Com problemas de toda ordem encontrados pela Enterprise (que variavam de seres onipotentes à doenças desconhecidas, de ameças de guerras intergalácticas à dramas pessoais acionados por algum fator externo, entre outros), a série tinha também o ônus da parca disponibilidade de recursos da produção. Não havia grana para bancar maquetes de várias naves, e os tripulantes tinham que interagir com algo no espaço (ou visitar planetas). As soluções para estas interpéries foram mais do que bem-vindas: para o pouso nos planetas, usou-se o artifício do teletransporte, que rendeu não apenas uma forma eficiente e econômica de mostrar uma abordagem sem precisar de nave, mas protagonizou plots de diversos episódios e constituiu-se numa ferramenta para solução de diversos problemas apresentados aos nossos heróis. As batalhas espaciais então, nem se fala: quando a nave entrava em alerta vermelho, os diretores mostravam apenas a ponte e os tripulantes em seus postos de batalha (sem mostrar qualquer interação externa). Quando a Enterprise era atingida, os atores se limitavam a se jogar para todos os lados num “efeito terremoto”, e quando a nave inimiga era destruída, mostravam apenas uma explosão (meio tosca, é verdade, afinal, era 1966). O fato da Enterprise encontrar somente planetas “Classe M” (nas mesmas condições de atmosfera da Terra) nas suas jornadas também eram excelentes saídas para a verba curta, evitando o gasto com roupas espaciais.

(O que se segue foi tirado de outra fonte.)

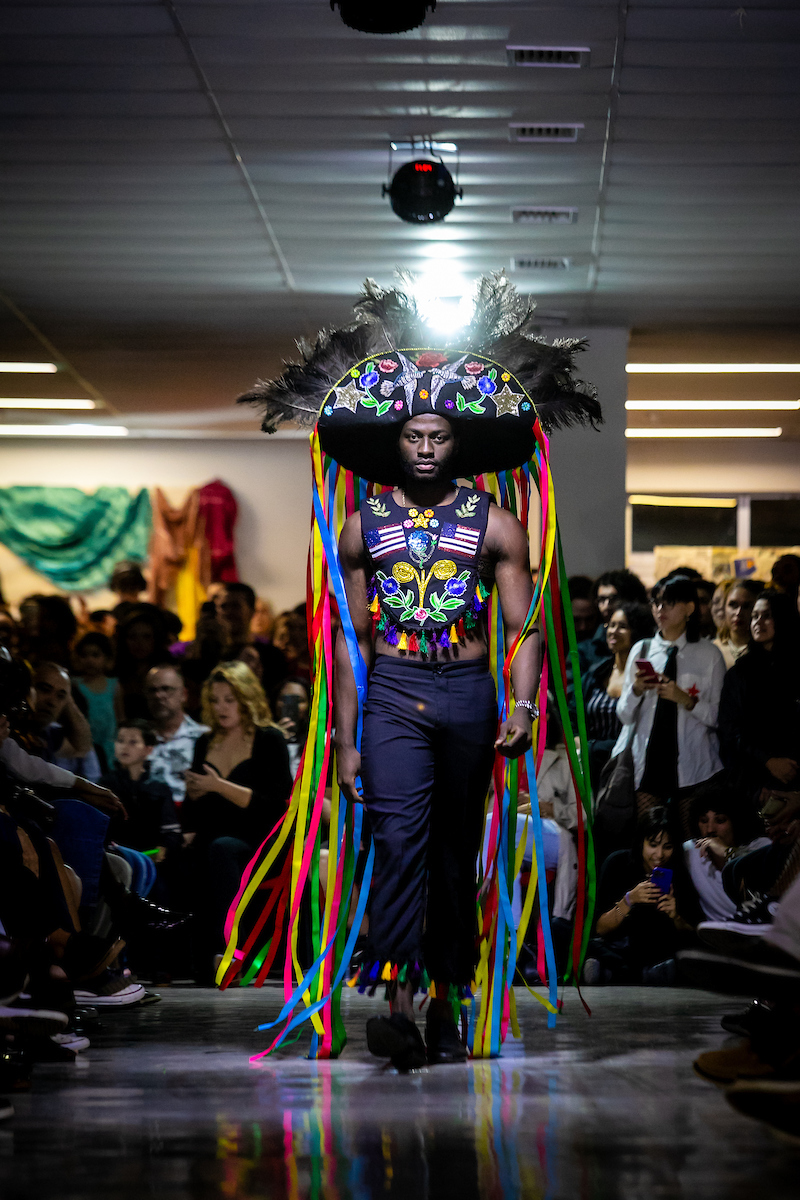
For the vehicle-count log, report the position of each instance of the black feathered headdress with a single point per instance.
(362, 382)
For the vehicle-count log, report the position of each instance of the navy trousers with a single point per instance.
(426, 766)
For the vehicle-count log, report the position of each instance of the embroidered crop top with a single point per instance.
(425, 589)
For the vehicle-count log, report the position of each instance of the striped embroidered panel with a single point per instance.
(459, 539)
(386, 540)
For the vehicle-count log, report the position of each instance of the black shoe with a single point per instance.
(444, 1043)
(746, 1023)
(397, 1038)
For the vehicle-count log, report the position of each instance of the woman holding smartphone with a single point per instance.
(669, 702)
(647, 910)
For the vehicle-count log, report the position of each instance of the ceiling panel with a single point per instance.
(125, 221)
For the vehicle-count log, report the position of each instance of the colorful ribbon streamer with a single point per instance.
(282, 907)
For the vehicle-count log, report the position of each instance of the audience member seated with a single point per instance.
(607, 592)
(102, 621)
(292, 706)
(94, 657)
(61, 733)
(235, 792)
(733, 636)
(236, 611)
(200, 657)
(8, 631)
(669, 711)
(786, 575)
(290, 636)
(128, 583)
(602, 685)
(722, 832)
(759, 711)
(647, 910)
(584, 610)
(152, 823)
(48, 629)
(176, 733)
(142, 641)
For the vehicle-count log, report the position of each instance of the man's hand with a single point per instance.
(100, 798)
(348, 767)
(515, 737)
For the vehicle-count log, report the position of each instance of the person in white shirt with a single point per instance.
(668, 709)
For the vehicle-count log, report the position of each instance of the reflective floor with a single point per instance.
(166, 1105)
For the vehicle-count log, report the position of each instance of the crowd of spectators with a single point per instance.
(691, 700)
(140, 772)
(138, 775)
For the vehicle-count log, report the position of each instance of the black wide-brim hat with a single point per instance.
(360, 388)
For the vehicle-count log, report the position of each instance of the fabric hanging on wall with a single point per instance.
(218, 510)
(179, 558)
(74, 538)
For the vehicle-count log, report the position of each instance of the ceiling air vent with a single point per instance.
(543, 215)
(531, 263)
(543, 132)
(548, 55)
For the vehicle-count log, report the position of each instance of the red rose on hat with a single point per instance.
(431, 359)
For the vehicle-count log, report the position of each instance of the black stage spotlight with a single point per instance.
(384, 16)
(422, 191)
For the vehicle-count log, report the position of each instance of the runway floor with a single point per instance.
(166, 1105)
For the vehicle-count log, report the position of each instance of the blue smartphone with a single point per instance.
(662, 879)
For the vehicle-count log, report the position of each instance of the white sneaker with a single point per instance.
(112, 993)
(74, 1042)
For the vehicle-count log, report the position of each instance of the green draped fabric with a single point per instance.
(72, 537)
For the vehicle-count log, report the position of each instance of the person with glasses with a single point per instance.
(175, 730)
(669, 703)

Capitão Pike e Spock em "The Cage" - Episódio-Piloto que nunca foi ao ar.

Quando Roddenberry produziu seu episódio-piloto, os estúdios simplesmente cancelaram o programa antes mesmo de exibí-lo, devido ao “roteiro intrincado e inteligente demais para os padrões televisivos”. Após muita choradeira e uma concessão que era inédita até aquele momento, os estúdios exigiram a produção de outro episódio-piloto, com orçamento ainda mais apertado e trocando toda a tripulação original. Reza a lenda que Gene bateu o pé, fez bico e abriu mão de muita coisa para, pelo menos, manter o Sr. Spock. E assim se fez: saía de cena o Capitão Christopher Pike e entrava o Capitão Kirk e cia...e começava uma história fantástica com ramificações e franquias em TV, cinema, livros, games, roupas e, até mesmo, pratos de porcelana.

Mas é fato que, desde o término da série Enterprise (que retratava os primórdios da exploração espacial humana dentro do universo Star Trek) em 2005, nada mais foi feito para reanimar a franquia nas telas. E fora a minha paixão por este universo, é esta a razão pela qual escrevo hoje esta mini-epopéia sobre a série clássica. Aqueles mesmos personagens apaixonantes, que fascinaram nossos pais e avós, foram reanimados e ganham as telas do cinema mais uma vez. Há uma torcida muito grande por parte dos Trekkies (provavelmente a raça de fãs mais leal de todas as culturas populares) para que este evento reviva o interesse geral por Star Trek. Eu não sou um Trekkie (acho que eu precisaria saber mais do que sei para ser um), mas torço para que J.J. Abrams tenha sucesso, e nos traga algo...fascinante.